Tejon Ranch is the largest contiguous expanse of private land in California, its 422 square miles larger than the City of Los Angeles. Founded in 1843 as a Spanish Land Grant, Tejon Ranch is still largely a ranching and farming business.
Fort Tejon nearby was built in 1854 and abandoned 10 years later. They feature interesting Living History demonstrations the first Saturday of the month and Civil War Battle Demonstrations the third Sunday from May to September, a fun way diversion during a leg-stretch stop.
- Those big pipes climbing the hill on the west side of I-5 just north of The Grapevine are also part of the Los Angeles Aqueduct.
- A highway pullout might seem a strange place to go bird-watching, but we've seen yellow-billed magpies (large relatives of crows found only in California) in the trees around the Buttonwillow Rest Stop.

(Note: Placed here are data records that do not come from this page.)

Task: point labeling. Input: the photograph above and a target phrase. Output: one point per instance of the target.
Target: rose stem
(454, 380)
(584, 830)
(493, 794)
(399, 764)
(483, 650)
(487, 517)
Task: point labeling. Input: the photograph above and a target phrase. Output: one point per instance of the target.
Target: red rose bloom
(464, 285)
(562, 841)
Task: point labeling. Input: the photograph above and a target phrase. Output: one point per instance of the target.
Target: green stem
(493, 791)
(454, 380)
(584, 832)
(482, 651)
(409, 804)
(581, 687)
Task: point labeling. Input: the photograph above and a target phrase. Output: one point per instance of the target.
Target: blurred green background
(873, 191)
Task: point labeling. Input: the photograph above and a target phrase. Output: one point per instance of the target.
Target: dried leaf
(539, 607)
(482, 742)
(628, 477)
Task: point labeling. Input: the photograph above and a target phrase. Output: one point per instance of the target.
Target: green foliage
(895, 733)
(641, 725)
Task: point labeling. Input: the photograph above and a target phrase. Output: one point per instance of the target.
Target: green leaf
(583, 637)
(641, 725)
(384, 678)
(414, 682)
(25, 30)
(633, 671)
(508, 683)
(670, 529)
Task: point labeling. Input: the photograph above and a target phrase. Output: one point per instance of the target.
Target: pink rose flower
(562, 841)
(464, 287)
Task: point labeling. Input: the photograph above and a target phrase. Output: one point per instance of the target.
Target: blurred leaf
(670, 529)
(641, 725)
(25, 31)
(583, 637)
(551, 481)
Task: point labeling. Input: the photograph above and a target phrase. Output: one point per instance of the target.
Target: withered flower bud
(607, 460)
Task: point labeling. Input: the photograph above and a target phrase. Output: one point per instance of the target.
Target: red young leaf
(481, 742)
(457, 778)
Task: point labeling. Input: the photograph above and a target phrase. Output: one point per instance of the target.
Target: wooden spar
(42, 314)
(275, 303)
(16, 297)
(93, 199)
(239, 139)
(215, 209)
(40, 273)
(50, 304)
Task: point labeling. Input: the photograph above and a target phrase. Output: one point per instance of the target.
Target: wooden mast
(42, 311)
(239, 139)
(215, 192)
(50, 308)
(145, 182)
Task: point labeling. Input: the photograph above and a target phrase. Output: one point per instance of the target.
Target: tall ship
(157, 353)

- The San Joaquin Valley is one of the state's richest agricultural areas, generating as much as 12% of the total U.S. agriculture production. Some of the crops you may see growing along I-5 include table grapes, raisin grapes, citrus, almonds and pistachios.
- The Dos Amigos Vista Point overlooks a pumping station on the California Aqueduct, another system of canals, tunnels, and pipelines carrying water from the Sierra Nevada Mountains to Southern California.
If you're in a hurry to get there, you may not be in the mood for a side trip, but as long as you're going so close to them, you should know about these interesting diversions:
Antelope Valley: California poppies abound here when the conditions are right, with peak bloom between mid-February and mid-May, making it well worth a detour. Exit at Hwy 138 east, about 70 miles north of Los Angeles.
Vasquez Rocks: These odd rock formations have appeared in over 100 movies and television shows, including the Star Trek films and television series, a herd of 1950s and '60s Westerns and The Flintsones movie. You'll find them 14 miles off I-5 on CA Hwy 14, about 45 miles north of Los Angeles.